Summary of the Below: I think there are classes of tasks where machine intelligence will have extremely high quality information to use as a target to regress towards, leading to super intelligent performance. The reason robotics tasks provide high quality information is that each robotic manipulation is a natural experiment, where the robot can compare the direct consequences of taking action [A] vs [B] (no actions are an action) and determine the causal relationships of the world.
There’s a couple aspects of this problem I feel are completely unexamined.
There are a large number of real life problems today that fall in the following class:
They involve manipulations in the physical world, where all the major elements including the direct consequences of a robotic system’s actions can be simulated and scored, for immediate feedback.
Problems that fall in this class:
[all autonomous vehicles, all autonomous logistics, all manufacturing, all mining, all agriculture and similar resource gathering, most cleaning tasks, most construction tasks]
This means the above problems are all solvable with sufficient financial investment.
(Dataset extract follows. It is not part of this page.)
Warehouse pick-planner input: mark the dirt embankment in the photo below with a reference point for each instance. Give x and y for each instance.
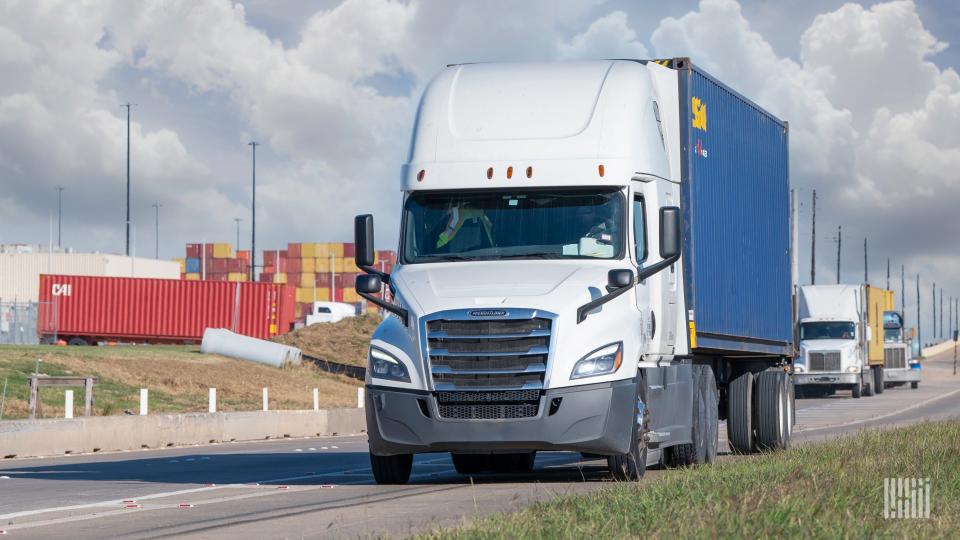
(345, 342)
This also means platforming and general agents can be developed.
For many of these tasks, there are common subtasks including object manipulation, vehicle dynamics, working memory, behavior prediction, and so on can all be modeled.
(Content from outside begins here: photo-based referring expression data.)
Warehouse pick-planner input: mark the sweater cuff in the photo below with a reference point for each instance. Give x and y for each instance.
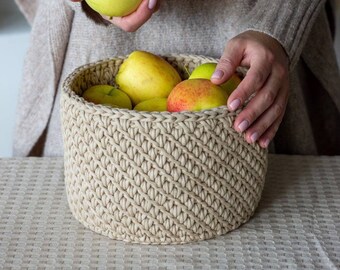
(289, 23)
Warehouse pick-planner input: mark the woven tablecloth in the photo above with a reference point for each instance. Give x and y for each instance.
(296, 226)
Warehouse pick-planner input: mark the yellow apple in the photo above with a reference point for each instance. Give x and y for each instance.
(152, 105)
(206, 70)
(144, 75)
(196, 95)
(114, 8)
(107, 95)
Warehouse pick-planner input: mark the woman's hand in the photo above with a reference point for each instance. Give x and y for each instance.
(135, 20)
(267, 79)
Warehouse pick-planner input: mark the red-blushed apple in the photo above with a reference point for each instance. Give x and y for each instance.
(196, 95)
(107, 95)
(114, 8)
(206, 70)
(152, 105)
(144, 75)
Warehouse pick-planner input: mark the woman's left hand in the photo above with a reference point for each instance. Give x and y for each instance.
(267, 79)
(136, 19)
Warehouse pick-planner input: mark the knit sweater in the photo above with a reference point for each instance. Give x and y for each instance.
(63, 38)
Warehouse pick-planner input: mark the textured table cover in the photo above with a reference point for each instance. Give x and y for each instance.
(296, 226)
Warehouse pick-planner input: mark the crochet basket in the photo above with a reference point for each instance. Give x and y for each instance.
(156, 177)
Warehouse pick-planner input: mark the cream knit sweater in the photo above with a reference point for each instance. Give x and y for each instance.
(63, 38)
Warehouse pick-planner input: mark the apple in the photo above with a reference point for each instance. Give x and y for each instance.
(205, 71)
(114, 8)
(152, 105)
(107, 95)
(144, 75)
(196, 95)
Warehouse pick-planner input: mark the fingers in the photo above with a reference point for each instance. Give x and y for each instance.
(265, 85)
(135, 20)
(230, 60)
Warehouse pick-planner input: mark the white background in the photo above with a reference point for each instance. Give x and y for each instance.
(14, 40)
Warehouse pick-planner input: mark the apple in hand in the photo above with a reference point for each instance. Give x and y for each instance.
(144, 75)
(114, 8)
(206, 70)
(152, 105)
(196, 95)
(107, 95)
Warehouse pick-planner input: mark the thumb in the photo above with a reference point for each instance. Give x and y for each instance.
(230, 60)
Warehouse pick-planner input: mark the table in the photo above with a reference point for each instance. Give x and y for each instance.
(296, 226)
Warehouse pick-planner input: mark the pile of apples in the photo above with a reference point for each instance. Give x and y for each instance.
(147, 82)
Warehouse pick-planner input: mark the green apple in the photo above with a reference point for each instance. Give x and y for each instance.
(114, 8)
(144, 75)
(107, 95)
(206, 70)
(196, 95)
(152, 105)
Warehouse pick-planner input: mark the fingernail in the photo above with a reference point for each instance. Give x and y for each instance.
(243, 126)
(254, 137)
(234, 104)
(265, 143)
(152, 4)
(218, 74)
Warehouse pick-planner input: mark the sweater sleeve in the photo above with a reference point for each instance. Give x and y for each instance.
(288, 21)
(41, 72)
(28, 8)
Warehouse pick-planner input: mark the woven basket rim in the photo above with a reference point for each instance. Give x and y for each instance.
(217, 112)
And for many of tasks, there are many common framework elements that can be shared between robotic systems.
What does this mean? It means that one route to a kind of transformative AI is as follows:
a. Autonomous cars eventually become reliable enough to deploy in large numbers. Several companies succeed.
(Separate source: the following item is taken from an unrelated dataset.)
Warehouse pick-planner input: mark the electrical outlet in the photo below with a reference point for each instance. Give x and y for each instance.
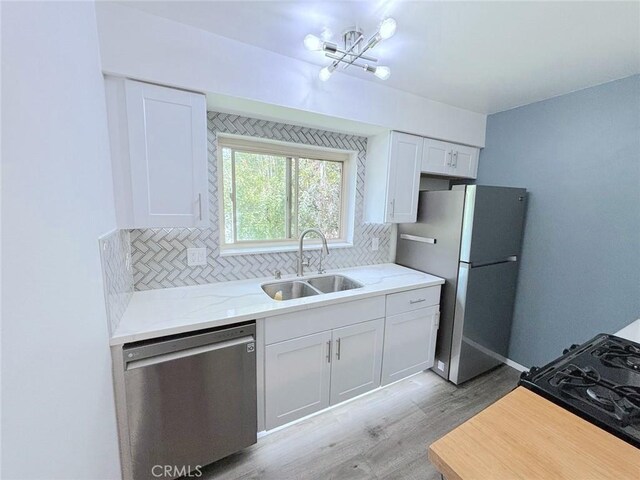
(196, 256)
b. Several of these companies begin porting and generalizing their vehicle autonomy stacks to automate more things such as generic robotics
c. Revenue from autonomous cars and general robotics floods into these companies. It trivially will hit hundreds of billions and then exceed trillions per year in licensing fees. Just cars alone, if you can garner 0.25 per mile covered, and half the 3 trillion miles driven in the USA are autonomous, is 375 billion annually in revenue. Double that if you include Europe.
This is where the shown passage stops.